Semantic Text Classification and Explainer AI

Seeking Advice: Legal Document Classification with XAI

Hi everyone,

I’m working on a project involving classification of legal documents with an emphasis on explainer AI (XAI) to build trust and interpretability for end-users, especially legal practitioners. The dataset consists of lengthy and unstructured legal texts(court rulings, arguments, etc). I’d love to hear your insights and advice on tackling some challenges I’m facing!


My Work So Far

Preprocessing

  1. Boilerplate Removal: Filters repetitive legal jargon and irrelevant text.
  2. Stopword Removal
  3. NER and Lemmatization: Extracts key entities and normalizes words.
  4. Hierarchical Chunking: Splits long documents into smaller chunks with overlaps to retain context.

Model Architecture

I’m using a LegalBERT-based classifier fine-tuned for legal text understanding:

  1. LegalBERT: Extracts contextual embeddings.
  2. Neural Layers:
  • BiLSTM + GRU: Captures sequential dependencies and contextual patterns.
  • GlobalMaxPooling
  • Dense + Dropout
  1. Output Layer: Softmax for classifying legal categories.

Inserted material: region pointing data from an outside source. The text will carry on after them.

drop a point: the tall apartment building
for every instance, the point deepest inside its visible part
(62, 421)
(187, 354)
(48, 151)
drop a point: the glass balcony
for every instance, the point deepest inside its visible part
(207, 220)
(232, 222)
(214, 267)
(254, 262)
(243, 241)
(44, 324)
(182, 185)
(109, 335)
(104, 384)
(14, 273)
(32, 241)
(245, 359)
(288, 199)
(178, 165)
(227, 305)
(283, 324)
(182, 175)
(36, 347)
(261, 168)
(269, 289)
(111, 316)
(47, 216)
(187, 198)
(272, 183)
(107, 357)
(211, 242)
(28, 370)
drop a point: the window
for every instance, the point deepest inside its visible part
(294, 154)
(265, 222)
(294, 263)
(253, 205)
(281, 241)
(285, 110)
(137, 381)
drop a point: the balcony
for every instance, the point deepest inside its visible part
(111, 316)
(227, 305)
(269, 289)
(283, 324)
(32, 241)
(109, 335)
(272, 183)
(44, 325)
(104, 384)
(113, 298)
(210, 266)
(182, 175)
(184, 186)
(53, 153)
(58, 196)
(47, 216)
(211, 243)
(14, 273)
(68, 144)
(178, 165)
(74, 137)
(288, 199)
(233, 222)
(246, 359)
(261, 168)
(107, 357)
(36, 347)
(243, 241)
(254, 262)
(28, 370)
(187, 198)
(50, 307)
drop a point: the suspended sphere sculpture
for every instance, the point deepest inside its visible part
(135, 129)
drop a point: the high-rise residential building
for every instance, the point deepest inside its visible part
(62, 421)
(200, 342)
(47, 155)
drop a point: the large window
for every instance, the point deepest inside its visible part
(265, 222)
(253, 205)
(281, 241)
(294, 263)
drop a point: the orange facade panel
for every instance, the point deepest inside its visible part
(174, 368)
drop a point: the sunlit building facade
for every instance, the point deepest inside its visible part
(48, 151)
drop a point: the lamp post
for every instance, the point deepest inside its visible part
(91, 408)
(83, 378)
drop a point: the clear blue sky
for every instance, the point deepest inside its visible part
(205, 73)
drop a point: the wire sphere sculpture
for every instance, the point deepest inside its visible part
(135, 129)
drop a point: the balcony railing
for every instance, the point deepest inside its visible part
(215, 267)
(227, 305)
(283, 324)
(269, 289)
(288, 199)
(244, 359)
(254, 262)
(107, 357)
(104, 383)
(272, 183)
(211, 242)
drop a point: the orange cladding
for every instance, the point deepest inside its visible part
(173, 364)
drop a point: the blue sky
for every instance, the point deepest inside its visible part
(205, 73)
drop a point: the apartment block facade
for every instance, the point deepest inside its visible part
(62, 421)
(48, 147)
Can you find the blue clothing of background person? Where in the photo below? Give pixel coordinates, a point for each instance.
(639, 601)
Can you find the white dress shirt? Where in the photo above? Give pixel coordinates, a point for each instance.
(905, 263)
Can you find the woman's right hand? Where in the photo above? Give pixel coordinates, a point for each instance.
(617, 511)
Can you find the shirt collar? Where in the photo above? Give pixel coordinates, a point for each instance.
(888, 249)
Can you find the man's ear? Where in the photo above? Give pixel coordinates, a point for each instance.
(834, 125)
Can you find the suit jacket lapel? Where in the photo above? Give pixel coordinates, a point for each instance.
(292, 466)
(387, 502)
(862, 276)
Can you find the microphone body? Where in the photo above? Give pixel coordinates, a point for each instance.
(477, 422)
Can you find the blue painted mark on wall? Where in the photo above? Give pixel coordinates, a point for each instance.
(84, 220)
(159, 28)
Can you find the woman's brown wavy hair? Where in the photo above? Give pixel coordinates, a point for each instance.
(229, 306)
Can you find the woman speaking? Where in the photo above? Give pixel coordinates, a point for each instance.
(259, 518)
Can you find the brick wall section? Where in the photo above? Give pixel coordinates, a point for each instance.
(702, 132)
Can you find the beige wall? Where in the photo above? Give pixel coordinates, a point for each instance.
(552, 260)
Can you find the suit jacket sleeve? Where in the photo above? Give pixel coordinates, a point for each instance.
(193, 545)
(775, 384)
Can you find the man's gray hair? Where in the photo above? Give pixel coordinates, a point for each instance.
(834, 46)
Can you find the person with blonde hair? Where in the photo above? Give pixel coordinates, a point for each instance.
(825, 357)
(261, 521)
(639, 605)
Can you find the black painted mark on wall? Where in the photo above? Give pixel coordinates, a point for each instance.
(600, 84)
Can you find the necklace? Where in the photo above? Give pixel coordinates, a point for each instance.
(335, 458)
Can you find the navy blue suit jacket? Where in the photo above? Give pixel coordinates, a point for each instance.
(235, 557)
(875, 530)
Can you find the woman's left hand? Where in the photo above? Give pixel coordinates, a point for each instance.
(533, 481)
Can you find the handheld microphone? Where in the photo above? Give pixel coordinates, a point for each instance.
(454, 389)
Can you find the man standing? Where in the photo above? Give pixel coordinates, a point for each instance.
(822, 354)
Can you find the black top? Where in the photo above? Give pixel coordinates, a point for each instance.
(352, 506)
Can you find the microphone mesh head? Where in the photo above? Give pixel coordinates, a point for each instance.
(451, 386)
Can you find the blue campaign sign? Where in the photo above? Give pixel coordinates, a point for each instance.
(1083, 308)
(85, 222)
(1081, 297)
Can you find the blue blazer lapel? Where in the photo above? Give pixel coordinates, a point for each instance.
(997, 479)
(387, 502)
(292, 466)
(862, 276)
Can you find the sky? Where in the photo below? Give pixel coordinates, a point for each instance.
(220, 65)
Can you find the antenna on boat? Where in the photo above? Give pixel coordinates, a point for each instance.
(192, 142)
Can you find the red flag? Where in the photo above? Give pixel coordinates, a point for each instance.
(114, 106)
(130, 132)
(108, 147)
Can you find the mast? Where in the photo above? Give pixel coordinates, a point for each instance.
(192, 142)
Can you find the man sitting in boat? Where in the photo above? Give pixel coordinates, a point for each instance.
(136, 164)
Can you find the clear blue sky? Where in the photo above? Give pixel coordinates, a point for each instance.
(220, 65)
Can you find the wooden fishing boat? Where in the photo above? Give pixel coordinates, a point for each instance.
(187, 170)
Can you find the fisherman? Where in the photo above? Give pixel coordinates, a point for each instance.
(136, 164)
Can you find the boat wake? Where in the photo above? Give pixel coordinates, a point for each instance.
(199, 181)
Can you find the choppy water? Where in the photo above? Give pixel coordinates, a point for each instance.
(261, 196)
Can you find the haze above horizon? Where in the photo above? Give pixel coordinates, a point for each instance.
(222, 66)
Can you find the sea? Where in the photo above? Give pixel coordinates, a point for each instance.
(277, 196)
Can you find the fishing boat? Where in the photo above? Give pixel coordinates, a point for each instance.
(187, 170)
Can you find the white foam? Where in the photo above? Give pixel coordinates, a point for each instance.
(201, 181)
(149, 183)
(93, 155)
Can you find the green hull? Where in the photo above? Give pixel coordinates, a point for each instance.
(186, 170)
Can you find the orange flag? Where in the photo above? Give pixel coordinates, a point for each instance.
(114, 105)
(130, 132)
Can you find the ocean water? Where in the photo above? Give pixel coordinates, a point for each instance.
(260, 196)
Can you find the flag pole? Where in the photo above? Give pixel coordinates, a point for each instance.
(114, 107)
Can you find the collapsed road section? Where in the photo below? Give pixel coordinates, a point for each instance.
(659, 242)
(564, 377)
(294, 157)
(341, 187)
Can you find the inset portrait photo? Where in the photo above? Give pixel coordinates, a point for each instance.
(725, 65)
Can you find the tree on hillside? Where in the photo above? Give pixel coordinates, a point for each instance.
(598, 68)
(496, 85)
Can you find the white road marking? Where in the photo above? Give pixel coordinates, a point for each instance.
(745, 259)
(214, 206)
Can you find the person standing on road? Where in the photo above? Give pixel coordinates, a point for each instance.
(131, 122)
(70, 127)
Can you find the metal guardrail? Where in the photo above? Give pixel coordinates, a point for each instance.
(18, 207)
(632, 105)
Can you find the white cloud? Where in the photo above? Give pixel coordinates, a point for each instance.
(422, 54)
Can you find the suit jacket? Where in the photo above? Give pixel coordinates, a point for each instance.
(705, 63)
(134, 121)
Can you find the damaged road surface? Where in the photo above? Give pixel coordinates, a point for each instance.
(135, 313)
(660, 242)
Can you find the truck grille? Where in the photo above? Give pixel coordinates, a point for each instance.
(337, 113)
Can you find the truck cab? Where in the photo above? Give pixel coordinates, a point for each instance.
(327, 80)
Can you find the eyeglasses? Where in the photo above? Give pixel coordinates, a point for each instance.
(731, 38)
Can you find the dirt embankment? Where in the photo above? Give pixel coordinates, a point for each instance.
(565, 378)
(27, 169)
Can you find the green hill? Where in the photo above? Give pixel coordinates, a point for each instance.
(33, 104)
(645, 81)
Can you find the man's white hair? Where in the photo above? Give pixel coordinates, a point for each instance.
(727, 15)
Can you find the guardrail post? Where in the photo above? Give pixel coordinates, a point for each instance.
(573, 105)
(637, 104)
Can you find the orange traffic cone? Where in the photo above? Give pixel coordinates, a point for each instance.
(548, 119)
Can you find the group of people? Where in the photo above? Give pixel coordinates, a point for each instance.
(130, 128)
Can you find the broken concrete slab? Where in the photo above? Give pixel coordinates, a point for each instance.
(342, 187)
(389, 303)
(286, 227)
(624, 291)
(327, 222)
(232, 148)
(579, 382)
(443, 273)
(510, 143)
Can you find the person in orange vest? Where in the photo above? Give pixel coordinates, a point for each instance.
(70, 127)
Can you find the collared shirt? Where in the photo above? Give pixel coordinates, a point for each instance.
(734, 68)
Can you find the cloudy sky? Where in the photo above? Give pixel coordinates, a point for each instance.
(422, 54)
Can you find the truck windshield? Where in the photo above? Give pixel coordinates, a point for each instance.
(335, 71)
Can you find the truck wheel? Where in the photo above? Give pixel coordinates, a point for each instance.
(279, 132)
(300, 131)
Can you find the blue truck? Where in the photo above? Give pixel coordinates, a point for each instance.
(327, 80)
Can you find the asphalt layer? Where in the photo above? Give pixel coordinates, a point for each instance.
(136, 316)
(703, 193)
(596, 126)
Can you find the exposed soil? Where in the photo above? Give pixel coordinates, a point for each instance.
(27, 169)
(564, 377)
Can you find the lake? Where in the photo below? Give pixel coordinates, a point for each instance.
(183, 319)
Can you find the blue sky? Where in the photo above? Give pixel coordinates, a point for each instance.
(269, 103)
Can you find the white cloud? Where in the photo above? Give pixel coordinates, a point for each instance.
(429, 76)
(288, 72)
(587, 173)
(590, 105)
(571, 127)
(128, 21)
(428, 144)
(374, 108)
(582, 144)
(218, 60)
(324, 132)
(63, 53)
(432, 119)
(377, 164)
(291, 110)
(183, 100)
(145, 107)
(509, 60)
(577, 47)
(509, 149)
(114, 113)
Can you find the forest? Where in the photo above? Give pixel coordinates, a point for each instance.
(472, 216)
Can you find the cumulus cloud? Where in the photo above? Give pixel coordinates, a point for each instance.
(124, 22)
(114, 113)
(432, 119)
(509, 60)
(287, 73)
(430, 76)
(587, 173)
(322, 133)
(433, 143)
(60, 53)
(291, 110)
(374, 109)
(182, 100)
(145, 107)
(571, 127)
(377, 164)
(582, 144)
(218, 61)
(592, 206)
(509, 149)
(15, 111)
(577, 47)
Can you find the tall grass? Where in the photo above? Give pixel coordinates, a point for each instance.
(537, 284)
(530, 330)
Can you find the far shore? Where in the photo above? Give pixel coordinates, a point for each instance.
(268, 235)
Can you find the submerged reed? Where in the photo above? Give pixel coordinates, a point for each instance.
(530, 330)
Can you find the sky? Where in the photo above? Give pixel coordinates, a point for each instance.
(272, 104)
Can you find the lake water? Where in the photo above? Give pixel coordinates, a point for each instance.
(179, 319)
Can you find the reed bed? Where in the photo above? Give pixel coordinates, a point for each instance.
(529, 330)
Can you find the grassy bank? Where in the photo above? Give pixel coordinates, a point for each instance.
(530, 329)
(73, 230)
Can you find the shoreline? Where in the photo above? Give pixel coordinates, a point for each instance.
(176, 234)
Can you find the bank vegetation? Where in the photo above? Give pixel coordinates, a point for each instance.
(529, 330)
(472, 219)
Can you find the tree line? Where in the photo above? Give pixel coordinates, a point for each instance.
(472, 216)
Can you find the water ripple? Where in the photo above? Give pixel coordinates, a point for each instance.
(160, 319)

Despite my efforts, I’ve only achieved an accuracy of ~50% on test data :sweat_smile:. I suspect that better preprocessing or semantic integration could help improve performance.


Challenges and Questions

  1. Long and Unstructured Documents:
  • My dataset consists of lengthy, unstructured texts. Are there efficient techniques for preprocessing or segmenting such data to better capture semantics and structure?
  1. Incorporating Semantics and Rhetorical Roles:
  • I’d like to integrate semantic understanding into the model and identify rhetorical roles (e.g., facts, issues, arguments) automatically. Are there any pre-trained models or frameworks you recommend for this?
  1. Explainability:
  • For clear and effective explainability, are attention mechanisms, SHAP, or LIME suitable for legal contexts? Are there other XAI approaches tailored for legal document classification?

Focus

My primary focus is on improving semantic integration in the classification process.

If you’ve faced similar challenges or have insights on tools, frameworks, or strategies for legal AI projects, I’d love to hear about your experiences!

Thank you in advance for your time and support!